TOKYO -- Honda Motor will work with Isuzu Motors to develop hydrogen-powered trucks, seeing more potential for fuel cell technology in commercial vehicles rather than passenger cars, Nikkei has learned.
Honda for the first time will provide an outside company access to its fuel cells, which combine hydrogen with oxygen in the air to produce electricity. The Japanese automakers aim to bring such trucks to market as swiftly as possible.
Hydrogen-powered automobiles have been hailed as the ultimate eco-friendly transport because they emit no greenhouse gases while operating, only water.

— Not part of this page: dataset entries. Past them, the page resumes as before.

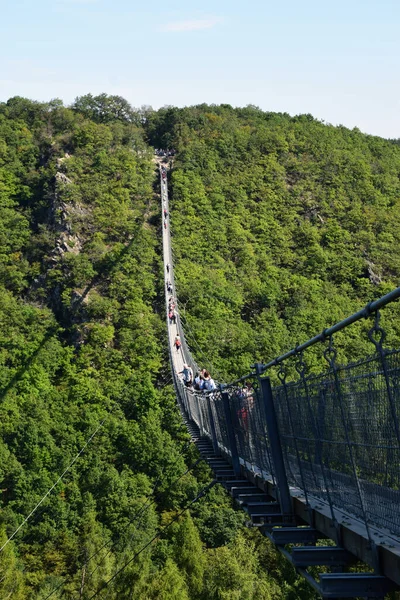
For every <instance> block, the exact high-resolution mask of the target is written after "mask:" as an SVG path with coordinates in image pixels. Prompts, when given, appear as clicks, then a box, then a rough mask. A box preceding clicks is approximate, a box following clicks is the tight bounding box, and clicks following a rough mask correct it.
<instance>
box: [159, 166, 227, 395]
mask: <svg viewBox="0 0 400 600" xmlns="http://www.w3.org/2000/svg"><path fill="white" fill-rule="evenodd" d="M160 174H161V180H162V183H163V185H162V186H161V197H162V203H163V217H164V228H165V229H166V228H167V219H168V216H169V215H168V210H167V203H166V200H167V191H166V186H165V184H166V180H167V171H166V169H165V167H164V166H163V165H160ZM165 272H166V275H165V280H166V281H165V285H166V288H167V292H168V294H170V296H169V298H168V319H169V324H170V325H175V326H176V320H177V311H176V301H175V298H174V296H173V295H172V294H173V286H172V282H171V279H170V274H171V265H170V263H169V262H168V263H167V264H166V265H165ZM174 347H175V349H176V352H182V341H181V338H180V335H179V333H177V334H176V336H175V339H174ZM177 375H178V376H182V377H181V379H182V382H183V384H184V385H185V386H186V387H187V388H189V389H191V390H193V391H195V392H212V391H214V390H215V389H216V388H217V386H216V384H215V381H214V379H213V378H212V377H211V375H210V373H209V371H207V369H201V370H200V371H198V372H197V373H196V374H195V375H194V374H193V369H192V367H191V366H190V365H188V364H187V363H184V364H183V370H182V371H179V373H177Z"/></svg>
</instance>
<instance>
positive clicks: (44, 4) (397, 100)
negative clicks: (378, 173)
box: [0, 0, 400, 138]
mask: <svg viewBox="0 0 400 600" xmlns="http://www.w3.org/2000/svg"><path fill="white" fill-rule="evenodd" d="M0 14H1V20H0V101H4V100H7V99H8V98H10V97H11V96H15V95H19V96H26V97H28V98H32V99H35V100H50V99H51V98H62V99H63V100H64V102H66V103H70V102H72V101H73V99H74V98H75V97H76V96H79V95H82V94H86V93H89V92H91V93H92V94H98V93H101V92H106V93H108V94H118V95H121V96H123V97H124V98H126V99H127V100H128V101H129V102H130V103H131V104H132V105H133V106H135V107H139V106H142V105H151V106H153V108H159V107H160V106H164V105H166V104H172V105H175V106H185V105H191V104H199V103H201V102H207V103H217V104H219V103H222V102H223V103H229V104H232V105H233V106H244V105H246V104H255V105H256V106H259V107H260V108H262V109H263V110H270V111H279V112H288V113H290V114H292V115H294V114H299V113H311V114H312V115H313V116H315V117H317V118H319V119H324V120H325V121H326V122H328V123H333V124H339V123H341V124H343V125H346V126H348V127H358V128H359V129H361V130H362V131H364V132H367V133H372V134H376V135H381V136H384V137H391V138H400V0H335V1H334V2H332V1H329V2H328V1H324V0H280V1H279V0H273V1H272V0H247V2H246V1H245V0H213V1H212V0H199V2H198V3H196V2H194V0H172V1H165V2H155V0H152V1H146V0H141V1H140V2H139V1H138V0H130V1H128V0H0Z"/></svg>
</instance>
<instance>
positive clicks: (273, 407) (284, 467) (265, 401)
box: [256, 364, 293, 515]
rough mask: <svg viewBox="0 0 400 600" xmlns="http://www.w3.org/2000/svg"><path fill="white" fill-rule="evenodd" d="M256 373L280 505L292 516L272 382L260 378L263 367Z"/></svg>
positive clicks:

But adoption has been blocked by the lack of a refueling infrastructure, which would be easier to create for commercial vehicles with established routes.
As truck maker Isuzu looks to commercialize a fuel cell vehicle, Honda will consider selling its system to other companies as well, including shipbuilders.
Toyota Motor launched the world's first hydrogen-powered automobile, the Mirai, in 2014. Honda followed with the Clarity in 2016. But the vehicles are complex and costly. The Clarity is priced at 7.83 million yen ($71,000).
The global market for hydrogen autos totaled only about 4,000 vehicles in 2018, British research firm IHS Markit said, compared with 1.4 million electric vehicles sold.
But for commercial vehicles, hydrogen power may be more suitable than electric motors, which need batteries that add weight and take time to charge. As a passenger car manufacturer, Honda saw limited opportunities to commercialize fuel cell technology on its own, and decided to work with Isuzu.